I’ve been combating having a great many things that I want to write about by not writing about anything. I usually like to let all of my little problems and to-dos accumulate until the mountain of them becomes virtually insurmountable. It’s just easier that way.
That being said, I can’t put off writing about this anymore. The Concord Free Press is doing something seriously incredible and I want to get behind it. I had never heard of them until last Sunday when I was walking through the Book Mill in Montague, Ma, browsing some used fiction. There in the middle of stacks and stacks of books I didn’t need was a display with maybe 10 copies of The Next Queen of Heaven urging me to take one free of charge. The book was written by the dude who writes all those books about Oz. I can’t ever remember his name, but (thank you, internet), it Gregory Maguire. Maguire (despite my not knowing him or his work well at all) is certainly a mainstream author. Hell, they made a Broadway show out of one of his books. It’s heartening that someone who actually has made money in novel-writing would turn their work over to a free press with no hope of monetary compensation.
I spent most of the car ride home reading the back flap and the endpapers trying to figure out just who the hell was paying for the book I just got for nothing. Wealthy donors? Was it a vanity press? A crazy millionaire bent on fiction for the masses?
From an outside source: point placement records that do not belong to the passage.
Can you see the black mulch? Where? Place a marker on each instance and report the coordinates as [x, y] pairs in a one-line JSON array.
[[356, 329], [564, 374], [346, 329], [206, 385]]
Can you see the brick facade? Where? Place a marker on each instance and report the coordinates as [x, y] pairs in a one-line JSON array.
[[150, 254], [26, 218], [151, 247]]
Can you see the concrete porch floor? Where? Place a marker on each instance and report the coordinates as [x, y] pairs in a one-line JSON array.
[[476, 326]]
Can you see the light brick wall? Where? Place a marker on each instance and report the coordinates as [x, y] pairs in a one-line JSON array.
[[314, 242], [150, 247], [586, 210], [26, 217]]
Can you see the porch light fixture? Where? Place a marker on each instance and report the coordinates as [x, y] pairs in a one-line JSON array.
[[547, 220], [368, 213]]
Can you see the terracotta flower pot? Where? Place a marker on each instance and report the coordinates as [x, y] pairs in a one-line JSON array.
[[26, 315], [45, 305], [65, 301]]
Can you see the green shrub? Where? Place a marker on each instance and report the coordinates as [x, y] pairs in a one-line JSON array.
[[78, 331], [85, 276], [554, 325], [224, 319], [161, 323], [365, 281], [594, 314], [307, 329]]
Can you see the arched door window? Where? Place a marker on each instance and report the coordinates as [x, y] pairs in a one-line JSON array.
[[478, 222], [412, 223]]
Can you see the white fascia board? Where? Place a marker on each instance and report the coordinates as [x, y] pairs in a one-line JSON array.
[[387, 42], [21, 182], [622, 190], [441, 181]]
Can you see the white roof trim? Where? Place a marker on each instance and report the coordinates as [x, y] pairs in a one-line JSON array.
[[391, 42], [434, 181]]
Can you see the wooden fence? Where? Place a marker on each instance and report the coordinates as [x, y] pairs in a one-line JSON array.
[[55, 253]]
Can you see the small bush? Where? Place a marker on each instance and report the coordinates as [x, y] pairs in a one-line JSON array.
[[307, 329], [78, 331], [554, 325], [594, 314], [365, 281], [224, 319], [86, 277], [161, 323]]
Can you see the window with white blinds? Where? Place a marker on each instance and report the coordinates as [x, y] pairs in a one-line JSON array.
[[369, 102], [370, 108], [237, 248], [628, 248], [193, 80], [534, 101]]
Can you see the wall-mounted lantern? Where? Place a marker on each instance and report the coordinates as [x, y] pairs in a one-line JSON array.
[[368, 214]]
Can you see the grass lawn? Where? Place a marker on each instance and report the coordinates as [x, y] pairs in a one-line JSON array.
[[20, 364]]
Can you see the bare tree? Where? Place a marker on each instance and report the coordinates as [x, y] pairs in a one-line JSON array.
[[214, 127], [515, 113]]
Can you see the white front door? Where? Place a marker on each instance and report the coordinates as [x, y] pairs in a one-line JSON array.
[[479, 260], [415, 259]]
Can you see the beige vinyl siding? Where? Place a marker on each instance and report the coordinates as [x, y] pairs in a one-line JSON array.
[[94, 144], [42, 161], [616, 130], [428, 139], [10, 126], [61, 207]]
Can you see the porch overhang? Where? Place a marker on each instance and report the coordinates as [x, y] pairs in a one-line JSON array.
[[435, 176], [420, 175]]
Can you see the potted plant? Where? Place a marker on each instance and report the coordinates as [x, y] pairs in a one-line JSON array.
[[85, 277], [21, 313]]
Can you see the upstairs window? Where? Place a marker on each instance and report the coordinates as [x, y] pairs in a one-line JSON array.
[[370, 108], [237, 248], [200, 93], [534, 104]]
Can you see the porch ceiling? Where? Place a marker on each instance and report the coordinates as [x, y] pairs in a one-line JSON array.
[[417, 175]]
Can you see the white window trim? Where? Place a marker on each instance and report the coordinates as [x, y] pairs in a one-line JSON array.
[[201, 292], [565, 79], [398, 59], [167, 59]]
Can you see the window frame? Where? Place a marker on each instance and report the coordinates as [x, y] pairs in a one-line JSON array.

When I got home I did some quick google-fingersing and discovered that the Concord Free Press runs on donations and grants—they are a certified non-profit dedicated to sharing excellent works of fiction and supporting charity in whatever form. They ask that anyone who gets their hands on a copy of a Concord Free Press donate to the charity of their choice and report it on the press website. The Next Queen of Heaven has raised 97 thousand dollars so far for charities across the country. The interesting things don’t stop there, either; the press asks that when you finish a book, you pass it along to a friend or stranger, and that way the donations keep rolling in and the book is seen by more than 2500 people who get the first copy.
Incredible, right?
I haven’t read my copy of The Next Queen of Heaven, yet; I’m still shoulder-deep in Steven Millhauser’s The Knife Thrower: and Other Stories (which alternates from being awesome to too much crazy). I’m really looking forward to starting it though and making sure it’s really good and not just part of some ploy to get me to read shitty fiction.